'Brilliantly evokes the Palestinian tragedy by way of a complex friendship. This is a fiercely intelligent and honest account.' - Ian McEwan
As a young boy, Raja Shehadeh was entranced by a forbidden Israeli postage stamp in his uncle's album, intrigued by tales of a green land beyond the border.He couldn't have known then what Israel would come to mean to him, or to foresee the future occupation of his home in Palestine. Later, as a young lawyer, he worked to halt land seizures and towards peace and justice in the region. During this time, he made close friends with several young Jewish Israelis, including fellow thinker and searcher Henry. But as life became increasingly unbearable under in the Palestinian territories, it was impossible to escape politics or the past, and even the strongest friendships and hopes were put to the test.
Brave, intelligent and deeply controversial, in this book award-winning author Raja Shehadeh explores the devastating effect of occupation on even the most intimate aspects of life. Looking back over decades of political turmoil, he traces the impact on the fragile bonds of friendship across the Israel-Palestine border, and asks whether those considered bitter enemies can come together to forge a common future.

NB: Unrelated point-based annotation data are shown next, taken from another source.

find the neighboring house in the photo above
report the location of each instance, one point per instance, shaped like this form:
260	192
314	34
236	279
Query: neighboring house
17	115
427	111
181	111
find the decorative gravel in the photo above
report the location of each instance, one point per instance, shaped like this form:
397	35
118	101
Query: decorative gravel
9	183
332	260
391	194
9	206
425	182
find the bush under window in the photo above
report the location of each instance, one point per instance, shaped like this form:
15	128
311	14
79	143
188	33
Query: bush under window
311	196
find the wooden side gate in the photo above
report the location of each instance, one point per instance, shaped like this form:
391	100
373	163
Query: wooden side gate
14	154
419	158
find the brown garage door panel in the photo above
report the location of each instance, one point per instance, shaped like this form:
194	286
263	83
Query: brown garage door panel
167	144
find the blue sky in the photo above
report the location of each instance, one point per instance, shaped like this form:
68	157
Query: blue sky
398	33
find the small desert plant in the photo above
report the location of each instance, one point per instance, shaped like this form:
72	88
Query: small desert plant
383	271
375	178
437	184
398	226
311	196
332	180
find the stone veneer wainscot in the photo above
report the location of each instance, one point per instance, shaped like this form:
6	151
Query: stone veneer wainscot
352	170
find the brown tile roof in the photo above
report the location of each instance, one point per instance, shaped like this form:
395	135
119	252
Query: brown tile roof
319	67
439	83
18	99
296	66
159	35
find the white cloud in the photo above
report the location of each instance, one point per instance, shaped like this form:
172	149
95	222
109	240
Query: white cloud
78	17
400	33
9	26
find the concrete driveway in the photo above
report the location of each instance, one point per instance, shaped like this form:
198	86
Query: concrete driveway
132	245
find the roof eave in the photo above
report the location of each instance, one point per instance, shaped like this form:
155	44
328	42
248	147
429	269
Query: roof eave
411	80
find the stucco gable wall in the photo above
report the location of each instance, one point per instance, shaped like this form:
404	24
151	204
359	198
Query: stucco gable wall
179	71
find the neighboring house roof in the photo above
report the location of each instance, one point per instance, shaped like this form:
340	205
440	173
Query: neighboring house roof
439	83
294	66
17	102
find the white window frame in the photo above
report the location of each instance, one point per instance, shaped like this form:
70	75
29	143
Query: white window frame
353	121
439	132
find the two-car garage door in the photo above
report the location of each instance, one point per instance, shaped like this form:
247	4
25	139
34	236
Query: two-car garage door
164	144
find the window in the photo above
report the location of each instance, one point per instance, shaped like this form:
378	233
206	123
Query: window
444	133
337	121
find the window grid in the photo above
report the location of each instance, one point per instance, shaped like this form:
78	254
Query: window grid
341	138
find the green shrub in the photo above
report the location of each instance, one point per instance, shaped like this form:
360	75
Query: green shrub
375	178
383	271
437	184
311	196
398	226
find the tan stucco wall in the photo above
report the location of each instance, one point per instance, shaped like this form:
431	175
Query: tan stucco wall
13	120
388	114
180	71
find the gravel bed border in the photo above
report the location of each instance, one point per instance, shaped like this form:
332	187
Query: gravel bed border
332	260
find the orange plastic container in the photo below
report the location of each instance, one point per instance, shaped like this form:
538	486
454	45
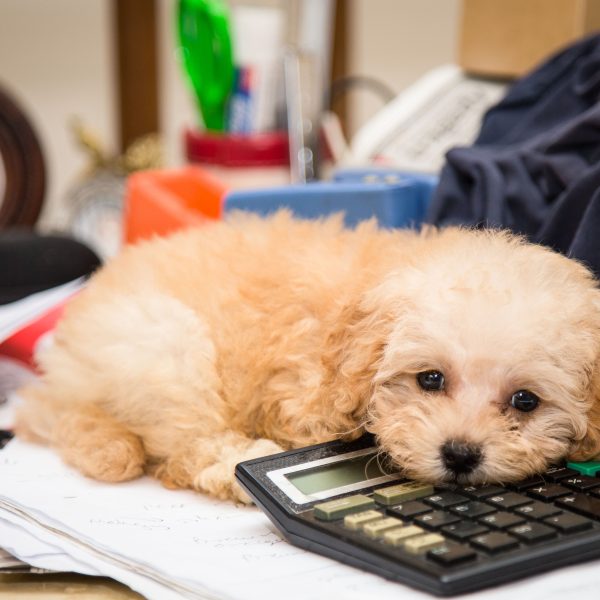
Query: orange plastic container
163	201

Raja Shehadeh is Palestine's leading writer. He is also a lawyer and the founder of the pioneering Palestinian human rights organisation Al-Haq. Shehadeh is the author of several acclaimed books including Strangers in the House, Occupation Diaries and Language of War, Language of Peace and winner of the 2008 Orwell Prize for Palestinian Walks (all Profile). He lives in Ramallah in Palestine.